The output is small enough to inspect and stable enough for another service to consume:

{
  models: [
    {
      name: "User",
      table_name: "users",
      dependencies: [],
      dependents: ["Post"]
    }
  ],
  creation_order: ["User", "Post", "Comment"]
}

Tradeoffs

The biggest tradeoff is duplication.

The web app has a TypeScript implementation of the schema-to-seeds flow. The engine has Ruby services with similar concepts. Sharing code would sound cleaner, but it would force one runtime to shape the other before the product behavior is stable.

That is not worth it yet.

The webpage needs to be fast, static, and safe for anonymous users. The engine needs to be Rails-aware and eventually capable of deeper orchestration. Keeping those code paths separate lets each side optimize for its real job.

Another tradeoff is that the web tool is intentionally less ambitious. It can generate starter seeds from schema structure, but it does not know model validations, callbacks, scopes, or business workflows. That is acceptable because its promise is smaller.

The engine can take the slower path toward richer context because it has access to the app itself.

Lessons Learned

The useful product boundary became clearer after building both directions.

The public tool should stay simple. Its value is immediacy: paste schema, get a useful starting point. Adding a server or an engine install would weaken that.

The Rails engine should stay service-first. Its value is application awareness: schema context, domain graphs, validation, and deterministic execution inside the host app.

DomainGraphBuilder also changed how SchemaReader feels. Before the graph, schema metadata was mostly descriptive. After the graph, that metadata becomes an orchestration input.

That is the important step. SeederKit is not just collecting facts about an app. It is turning those facts into a structure that later services can use to make safer decisions.

Next Steps

The next engine step is likely a structured scenario format or validation layer that consumes both SchemaReader and DomainGraphBuilder.

That would move SeederKit closer to the core workflow:

describe intent
      |
      v
validate against app structure
      |
      v
plan deterministic execution
      |
      v
create repeatable scenario data

The webpage can keep improving the immediate schema.rb -> seeds.rb experience.

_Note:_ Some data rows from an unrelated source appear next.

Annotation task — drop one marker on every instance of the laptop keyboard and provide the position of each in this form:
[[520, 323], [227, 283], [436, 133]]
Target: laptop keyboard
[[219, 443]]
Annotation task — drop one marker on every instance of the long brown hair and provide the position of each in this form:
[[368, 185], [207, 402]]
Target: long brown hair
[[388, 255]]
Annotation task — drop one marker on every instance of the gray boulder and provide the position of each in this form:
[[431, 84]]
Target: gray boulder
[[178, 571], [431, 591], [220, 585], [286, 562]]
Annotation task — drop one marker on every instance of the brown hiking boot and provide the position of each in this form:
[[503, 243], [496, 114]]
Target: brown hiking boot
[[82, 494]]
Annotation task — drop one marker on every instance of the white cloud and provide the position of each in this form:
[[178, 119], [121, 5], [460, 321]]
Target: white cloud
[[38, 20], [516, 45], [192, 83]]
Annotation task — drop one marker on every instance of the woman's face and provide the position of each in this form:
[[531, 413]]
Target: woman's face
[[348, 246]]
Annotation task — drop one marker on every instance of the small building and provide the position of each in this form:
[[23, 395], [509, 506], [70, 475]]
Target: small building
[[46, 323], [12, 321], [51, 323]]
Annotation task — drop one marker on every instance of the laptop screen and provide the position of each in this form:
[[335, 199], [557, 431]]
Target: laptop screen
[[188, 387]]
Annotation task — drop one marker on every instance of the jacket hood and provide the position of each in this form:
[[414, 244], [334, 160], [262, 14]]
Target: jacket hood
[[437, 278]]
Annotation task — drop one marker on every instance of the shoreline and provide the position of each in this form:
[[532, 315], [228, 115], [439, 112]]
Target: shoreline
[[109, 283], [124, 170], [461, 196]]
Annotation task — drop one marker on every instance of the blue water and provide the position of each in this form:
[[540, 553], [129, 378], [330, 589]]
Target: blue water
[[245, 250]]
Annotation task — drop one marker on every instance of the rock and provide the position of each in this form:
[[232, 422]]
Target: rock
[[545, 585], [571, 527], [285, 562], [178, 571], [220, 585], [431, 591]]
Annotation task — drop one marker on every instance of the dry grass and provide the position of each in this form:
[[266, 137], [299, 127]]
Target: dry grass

The engine can keep building the deeper orchestration path.

That split feels right for now: one product surface for quick utility, one Rails-native path for serious developer tooling.


Development Notes

This post was developed from the 2026-05-21 14:45 SeederKit engineering note and implementation context from the schema parser, seed planner, seed file generator, TypeScript web flow, and DomainGraphBuilder.